4.2. Abnormal embryos induced by p204 injection and statistical analysis
To investigate the effects of p204 injection on juvenile zebrafish, the p204-injected larva were raised to adult fish. At 10 dpf, malformations ranging from mild to severe were found in the p204-injected zebrafish. The mild malformations included slightly bent spines, while the severe malformations had serious spine bends with belly-expansion (Figure 2, B-C). However, the similar malformations were not found in the pEGFP-N1 and TE injection controls. Embryos with severe malformations died at 15 dpf. Statistical results showed the malformation rates of p204-injected groups were significantly higher than the control group, while the mortality rates of the four groups were almost the same by 10 dpf (Figure 2, D).
4.3. p204 regulates the expression of runx2b, vent, and osn
To study the effects of p204 injection on the expression levels of the genes involved in zebrafish dorsoventral patterning and osteoblastogenesis, qRT-PCR was performed, using efla 1 as a control. The expression levels of runx2b declined from 4 hpf to 1 dpf and then increased from 1dpf to 3dpf compared with groups without p204 injection. The vent gene, a direct downstream gene of runx2b, had a similar expression pattern as runx2b (Figure 3).

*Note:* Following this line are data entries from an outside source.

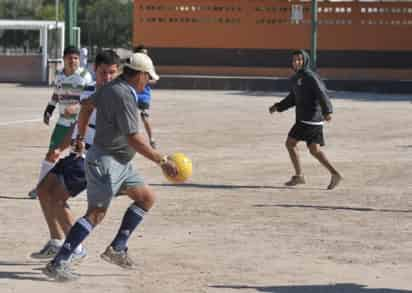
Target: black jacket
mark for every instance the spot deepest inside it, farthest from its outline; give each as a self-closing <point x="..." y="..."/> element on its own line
<point x="308" y="93"/>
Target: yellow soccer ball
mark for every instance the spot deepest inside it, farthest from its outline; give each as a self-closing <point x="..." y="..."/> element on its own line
<point x="184" y="168"/>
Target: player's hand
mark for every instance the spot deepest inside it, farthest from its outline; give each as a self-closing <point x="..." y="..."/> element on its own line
<point x="272" y="109"/>
<point x="153" y="143"/>
<point x="46" y="118"/>
<point x="47" y="114"/>
<point x="79" y="145"/>
<point x="169" y="168"/>
<point x="53" y="155"/>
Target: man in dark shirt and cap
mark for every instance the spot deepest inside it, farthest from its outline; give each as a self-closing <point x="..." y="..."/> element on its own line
<point x="108" y="167"/>
<point x="312" y="105"/>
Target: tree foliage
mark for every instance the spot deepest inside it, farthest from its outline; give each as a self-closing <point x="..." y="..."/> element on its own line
<point x="103" y="23"/>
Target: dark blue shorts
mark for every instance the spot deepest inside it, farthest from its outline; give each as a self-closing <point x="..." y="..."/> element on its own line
<point x="70" y="170"/>
<point x="308" y="133"/>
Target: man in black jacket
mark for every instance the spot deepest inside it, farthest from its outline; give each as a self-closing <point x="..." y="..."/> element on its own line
<point x="312" y="104"/>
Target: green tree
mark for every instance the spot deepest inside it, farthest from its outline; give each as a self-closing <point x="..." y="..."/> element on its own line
<point x="106" y="24"/>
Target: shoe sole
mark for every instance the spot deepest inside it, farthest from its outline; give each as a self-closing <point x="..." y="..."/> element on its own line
<point x="41" y="257"/>
<point x="335" y="183"/>
<point x="78" y="260"/>
<point x="54" y="276"/>
<point x="109" y="260"/>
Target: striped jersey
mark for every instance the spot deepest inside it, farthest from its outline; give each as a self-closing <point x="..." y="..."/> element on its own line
<point x="91" y="128"/>
<point x="67" y="91"/>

In this study, we also measured the expression levels of osn, a mature stage expression marker gene in zebrafish osteoblast differentiation. Expression of osn was first detected at 10 dpf and increased from 1 dpf to 3 dpf. The expression pattern of osn was consistent with that of runx2b (Figure 3).
4.4. p204 injection increases the expression of zebrafish runx2b, assayed by whole-mount in situ hybridization
To investigate the changes in expression levels of zebrafish runx2b before and after p204 injection, we performed whole-mount in situ hybridization with a digoxigenin-labelled 216 bp RNA probe. Negative control hybridizations were performed with a sense runx2b RNA probe. Runx2b transcripts were observed at all the stages of embryogenesis we assayed (Figure 4, A-B). We found the expression of zebrafish runx2b was enhanced after p204 injection (Figure 4, C-D), which was consistent with our real-time RT-PCR results. At stages from 1-cell to high-pec, runx2b transcripts were widely expressed (Figure 4, A-B). At 2.5 dpf embryos were in the pec-fin stage, and runx2b expression was restricted prominently to the hindbrain, midbrain, forebrain and the eye (Figure 4, C-D). Runx2b was also strongly expressed in the spine and in the vessels. The results reported here are in line with previous research on runx2b expression patterns during the development of Danio rerio (28).
5. DISCUSSION
5.1. The expression pattern of p204-GFP in zebrafish embryos
In this study, we found that GFP was largely expressed in zebrafish embryos from 8 hpf to the 8 dpf stage. In addition, malformations such as bent spine and expanded belly were induced at 10 dpf after injection of a p204-GFP fusion expression vector.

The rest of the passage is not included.